When my dad got cancer, we went on one last hunting trip up in the Wellsvilles. He shot a buck opening morning and as we sat there talking, he said "we both know this is my last hunting trip so I'm giving you this gun to give to your son". So when my son killed his first biggame animal, a Wyoming bear, I gave the gun, (a custom Mauser) to him.


----------



## AF CYN (Mar 19, 2009)

1st weapon I hunted big game with--a .50 cal muzzleloader I borrow from a friend (missed a buck). 
1st weapon I bought for myself--PSE Stratoflight and Gamegetter II's (missed a big, tall 3x3 twice)
1st weapon I harvested a big game animal with--Winchester Model 70, 7mm Mag (a cow elk)
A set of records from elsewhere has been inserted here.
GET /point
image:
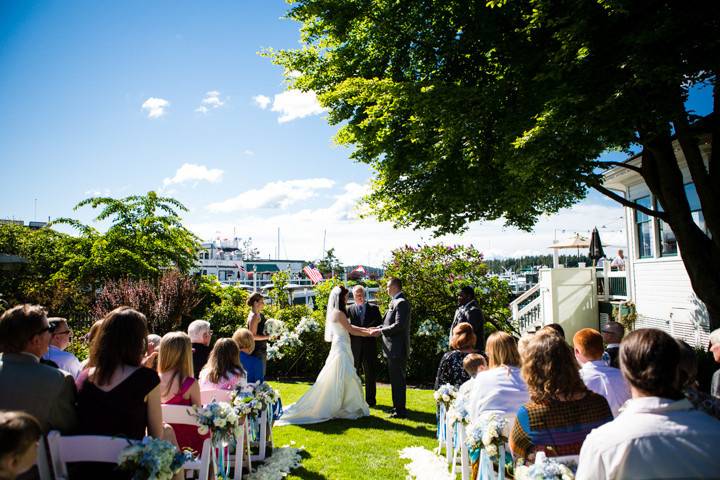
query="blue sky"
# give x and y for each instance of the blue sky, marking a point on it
(75, 77)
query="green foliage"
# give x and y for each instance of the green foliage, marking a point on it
(432, 275)
(279, 295)
(224, 306)
(145, 237)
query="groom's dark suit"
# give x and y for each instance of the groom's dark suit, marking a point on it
(396, 347)
(365, 348)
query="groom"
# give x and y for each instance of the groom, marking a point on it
(396, 343)
(363, 314)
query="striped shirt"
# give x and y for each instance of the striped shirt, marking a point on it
(557, 428)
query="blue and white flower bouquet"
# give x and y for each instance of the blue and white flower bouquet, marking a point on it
(445, 394)
(544, 469)
(220, 419)
(152, 459)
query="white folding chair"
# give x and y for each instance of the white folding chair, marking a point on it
(180, 415)
(207, 396)
(82, 448)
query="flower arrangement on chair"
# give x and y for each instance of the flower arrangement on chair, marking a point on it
(152, 459)
(486, 438)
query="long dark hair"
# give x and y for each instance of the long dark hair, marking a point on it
(121, 341)
(342, 301)
(224, 361)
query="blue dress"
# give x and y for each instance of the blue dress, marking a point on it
(253, 367)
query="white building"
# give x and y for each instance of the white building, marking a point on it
(658, 283)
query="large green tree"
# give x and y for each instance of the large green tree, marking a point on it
(484, 109)
(145, 237)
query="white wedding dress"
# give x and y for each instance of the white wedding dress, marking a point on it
(337, 392)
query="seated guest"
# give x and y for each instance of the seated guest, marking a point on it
(19, 435)
(451, 369)
(46, 393)
(253, 366)
(612, 336)
(554, 328)
(473, 364)
(200, 335)
(689, 385)
(658, 434)
(715, 349)
(59, 340)
(561, 411)
(500, 388)
(177, 385)
(223, 370)
(599, 377)
(117, 396)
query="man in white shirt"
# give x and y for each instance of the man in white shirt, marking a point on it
(658, 435)
(619, 261)
(597, 375)
(59, 340)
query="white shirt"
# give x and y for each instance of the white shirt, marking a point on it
(606, 381)
(65, 360)
(653, 438)
(500, 389)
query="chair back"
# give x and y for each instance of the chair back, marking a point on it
(82, 448)
(207, 396)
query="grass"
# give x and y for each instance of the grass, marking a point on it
(366, 448)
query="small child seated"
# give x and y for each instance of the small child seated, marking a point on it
(19, 435)
(474, 363)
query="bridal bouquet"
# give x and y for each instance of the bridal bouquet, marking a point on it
(152, 459)
(544, 469)
(487, 433)
(221, 419)
(445, 394)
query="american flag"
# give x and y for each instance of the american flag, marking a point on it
(313, 273)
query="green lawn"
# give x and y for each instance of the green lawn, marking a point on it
(359, 449)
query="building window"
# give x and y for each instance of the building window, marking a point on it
(643, 227)
(666, 237)
(695, 209)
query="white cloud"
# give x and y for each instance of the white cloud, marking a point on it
(211, 101)
(280, 194)
(294, 104)
(262, 101)
(190, 172)
(155, 107)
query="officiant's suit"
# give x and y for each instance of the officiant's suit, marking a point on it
(396, 347)
(365, 348)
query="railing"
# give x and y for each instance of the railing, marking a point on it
(527, 313)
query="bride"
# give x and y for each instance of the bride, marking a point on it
(337, 392)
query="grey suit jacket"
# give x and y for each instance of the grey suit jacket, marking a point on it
(40, 390)
(396, 328)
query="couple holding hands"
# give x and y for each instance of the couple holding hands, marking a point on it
(337, 392)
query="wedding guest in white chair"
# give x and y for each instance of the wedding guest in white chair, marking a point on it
(658, 435)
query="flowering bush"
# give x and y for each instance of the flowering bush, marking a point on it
(221, 419)
(445, 394)
(488, 433)
(544, 469)
(152, 459)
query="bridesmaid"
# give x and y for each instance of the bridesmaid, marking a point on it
(256, 325)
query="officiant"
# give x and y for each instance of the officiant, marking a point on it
(363, 314)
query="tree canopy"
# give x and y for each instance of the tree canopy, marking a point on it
(478, 110)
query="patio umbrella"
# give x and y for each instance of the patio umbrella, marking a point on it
(596, 251)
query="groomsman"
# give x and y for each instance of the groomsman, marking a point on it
(396, 344)
(363, 314)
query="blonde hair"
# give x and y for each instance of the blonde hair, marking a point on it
(501, 349)
(244, 339)
(175, 356)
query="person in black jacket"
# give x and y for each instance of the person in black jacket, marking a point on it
(468, 311)
(363, 314)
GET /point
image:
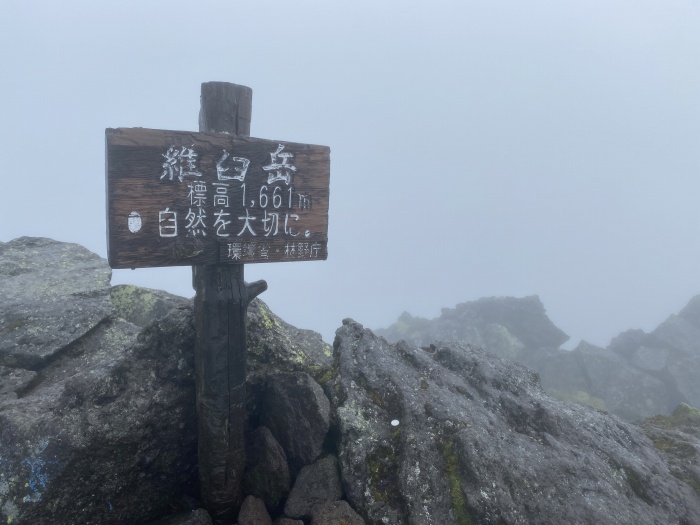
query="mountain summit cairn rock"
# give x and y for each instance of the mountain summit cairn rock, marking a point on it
(98, 422)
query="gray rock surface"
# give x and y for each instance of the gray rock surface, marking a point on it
(97, 417)
(253, 512)
(267, 471)
(317, 483)
(105, 433)
(141, 306)
(52, 293)
(335, 513)
(677, 437)
(638, 375)
(451, 435)
(97, 420)
(98, 425)
(297, 412)
(195, 517)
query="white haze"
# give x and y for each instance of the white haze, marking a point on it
(478, 148)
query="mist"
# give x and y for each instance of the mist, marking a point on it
(477, 148)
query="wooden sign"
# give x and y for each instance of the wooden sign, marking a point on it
(178, 198)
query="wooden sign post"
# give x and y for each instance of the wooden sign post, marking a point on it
(215, 200)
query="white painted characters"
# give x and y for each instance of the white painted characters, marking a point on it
(225, 163)
(134, 222)
(279, 168)
(181, 162)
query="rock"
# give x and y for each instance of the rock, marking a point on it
(335, 513)
(276, 346)
(52, 293)
(602, 379)
(317, 483)
(267, 472)
(451, 435)
(677, 437)
(297, 412)
(253, 512)
(97, 420)
(196, 517)
(504, 326)
(141, 306)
And no, Packout, I don't think you're spoiling your kid.


----------



## Igottabigone (Oct 4, 2007)

Remington 7mm BDL with Leupold 3x9. Having good equipment in hunting, fishing, sports, etc. makes for better memories.


----------



## Packout (Nov 20, 2007)

Nice stories there. Memories of the good and bad is what makes life for me. The better ones make it the best, but only if I had the bad to compare to....

Just to clarify, I am not going to give my son the gun just yet. He'll have to earn it. I just think that he is spoiled to carry such a gun afield when I was stuck with a heavy rifle/shotgun combo that had no sling. haha

A Rem Mtn Rifle in 280 is the first gun I purchased (when I was 16). It has killed lots of animals and is still a pleasure to shoot.


----------



## bwhntr (Sep 12, 2007)

First deer was when I turned 16. Grandpa handed me down his Winchester lever action .308 with a POS weaver scope on top. I would have been better off with open sights...lol. I was so nervous on that first deer I punched 5 holes in him, poor guy. Still have the antlers and the rifle. Love that old .308.


----------



## MuleyCrazy (Jun 6, 2010)

My first big game weapon was a .270 Remington, great shootin gun. My dad sold it, wasn't really happy at first, but ended up getting me a 7mm Remington that we ended up actually sharing for a year. Still have that gun.


----------



## tapehoser (Sep 10, 2007)

Had to give this baby up for adoption shortly after the purchase. Never do THAT again.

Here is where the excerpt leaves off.